En Allemagne, le consortium Siemens (sur base Krauss-Maffei) a lancé son propre autorail pour les nouvelles relations ICE qui, au contraire des TGV, utilisait au début, les infrastructures existantes. Le succès français et la cohabitation difficile entre les intercités traditionnels et les Velaro de Siemens a conduit l’Allemagne a construire des LGV, à son tour. Le Velaro n’a cessé de s’améliorer et de s’exporter notamment en Espagne et plus récemment pour le tunnel sous la Manche ; au grand dam d’Alstom… L’agressivité technologique et commerciale du n° 3 mondial a incité certains, avec la quasi injonction de la Commission Europénne à demander le démantèlement d’Alstom et la cession des activités ferroviaires à Siemens qui avait déjà racheté la branche « transports » de Matra qui construit notamment le VAL. Cela a conduit le Gouvernement français et son Ministre de l’Économie de l’époque, un certain M. Sarkozy, de mettre de l’argent dans la branche ferroviaire d’Alstom au point que certains ont pu parler de nationalisation déguisée. Ça a sauvé momentanément le n°2 mondial mais la stratégie insensée des hauts dirigeants d’Alstom les a poussé à céder la branche « énergie » à General Electric et donc menacer (euphémisme) l’indépendance énergétique de la France. Puisqu’on en est dépecer l’ex géant français, pourquoi ne pas continuer ? On ferme l’usine de production de Belfort et l’on regroupe tout à Reichshoffen qui s’occupe surtout de maintenance et pas de production. Tout est dit. Scandale dans la foulée, d’autant que le PDG et les actionnaires, eux, se frottent les mains tandis que, une fois de plus, on déplore que la France n’a plus d’industrie et ne produit plus rien, au contraire de l’Allemagne. On comprend d’autant moins que peu de jours plus tôt, on annonçait en fanfare la vente de rames Avelia Liberty (dérivé de l’AGV) aux États-Unis et l’on y voyait un signe que l’industrie ferroviaire française reprenait l’avantage.

http://www.usinenouvelle.com/article/l-avelia-liberty-le-nouveau-tgv-d-alstom-qui-seduit-les-etats-unis.N430002

 

Après quelques jours de tergiversation, de négociation, le Gouvernement qui vit ses derniers mois débloque un demi-milliard d’euros pour acheter 16 TGV. On se dit que c’est formidable et que le site belfortain est sauvé. Sauf que, en y regardant de près, on comprend que c’est un coup tordu. D’abord, c’est l’État et pas SNCF qui paie. Curieux : c’est pourtant la même caisse et le même argent des contribuables. Ah non, une astuce comptable exige de différencier les deux.
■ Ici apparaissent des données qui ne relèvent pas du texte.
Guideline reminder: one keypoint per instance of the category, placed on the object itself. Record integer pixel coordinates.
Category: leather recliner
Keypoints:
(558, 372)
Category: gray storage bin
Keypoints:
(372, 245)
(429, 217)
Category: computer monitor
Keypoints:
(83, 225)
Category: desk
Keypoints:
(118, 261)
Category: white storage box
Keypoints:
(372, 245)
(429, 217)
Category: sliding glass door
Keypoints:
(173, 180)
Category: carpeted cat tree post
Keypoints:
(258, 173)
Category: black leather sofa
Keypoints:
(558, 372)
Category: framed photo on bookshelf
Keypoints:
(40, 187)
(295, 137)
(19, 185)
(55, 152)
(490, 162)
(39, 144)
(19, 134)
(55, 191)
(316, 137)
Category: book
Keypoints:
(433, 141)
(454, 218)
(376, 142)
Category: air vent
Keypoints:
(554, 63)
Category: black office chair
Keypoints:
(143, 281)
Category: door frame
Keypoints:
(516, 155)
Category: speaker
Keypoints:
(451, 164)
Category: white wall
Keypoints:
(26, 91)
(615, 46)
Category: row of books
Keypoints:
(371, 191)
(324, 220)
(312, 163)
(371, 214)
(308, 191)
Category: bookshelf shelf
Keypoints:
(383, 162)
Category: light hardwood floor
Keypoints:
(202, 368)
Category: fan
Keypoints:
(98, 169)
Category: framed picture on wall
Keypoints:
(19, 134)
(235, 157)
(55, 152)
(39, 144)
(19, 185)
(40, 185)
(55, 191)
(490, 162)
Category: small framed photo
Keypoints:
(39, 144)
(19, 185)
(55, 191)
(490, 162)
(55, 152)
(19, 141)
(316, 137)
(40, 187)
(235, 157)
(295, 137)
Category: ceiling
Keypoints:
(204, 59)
Curieux pays où dans une même entreprise d’État ou une même administration, on se facture des prestations à soi-même mais dans deux services ou filiales différentes. En clair, l’État va agir comme un opérateur privé sur son propre réseau national construit par l’État. Ou plutôt, l’État va agir comme les Régions qui financent les rames qui roulent sur les voies SNCF à côté des trains de la SNCF et, bientôt, des opérateurs privés qui, pour l’instant, ne se bousculent pas. Deuxième bizarrerie, ces TGV rouleront à vitesse commerciale normale – soit 160 km/h – au lieu des 350 autorisés sur les LGV. L’Espagne avait fait ça en 1992. Dans sa commande de 24 TGV, il y avait 6 rames à écartement espagnol pour proposer des liaisons plus rapides sur lignes normales sur les relations Euromed. Au début des années 2010, la Renfe a transformé ces 6 TGV sous employés, en TGV à grande vitesse et écartement international pour renforcer son offre AVE. La France fait le contraire… On peut penser que les 16 nouvelles rames (si la commande est honorée) rouleront bien sur les LGV et que les premières rames vieillissantes (mais pas tant que ça) seront affectées aux liaisons intercités classiques. Du reste, c’est une proposition qui avait déjà été exprimée, accompagnée du souhait de relèvement de la vitesse de ces rames à 200 km/h (au lieu de 160), soit la vitesse des prestigieux Capitole, Aquitaine (220 km/h entre Paris et Bordeaux) et presque autant pour le Mistral. Y a pas à dire, on progresse à reculons.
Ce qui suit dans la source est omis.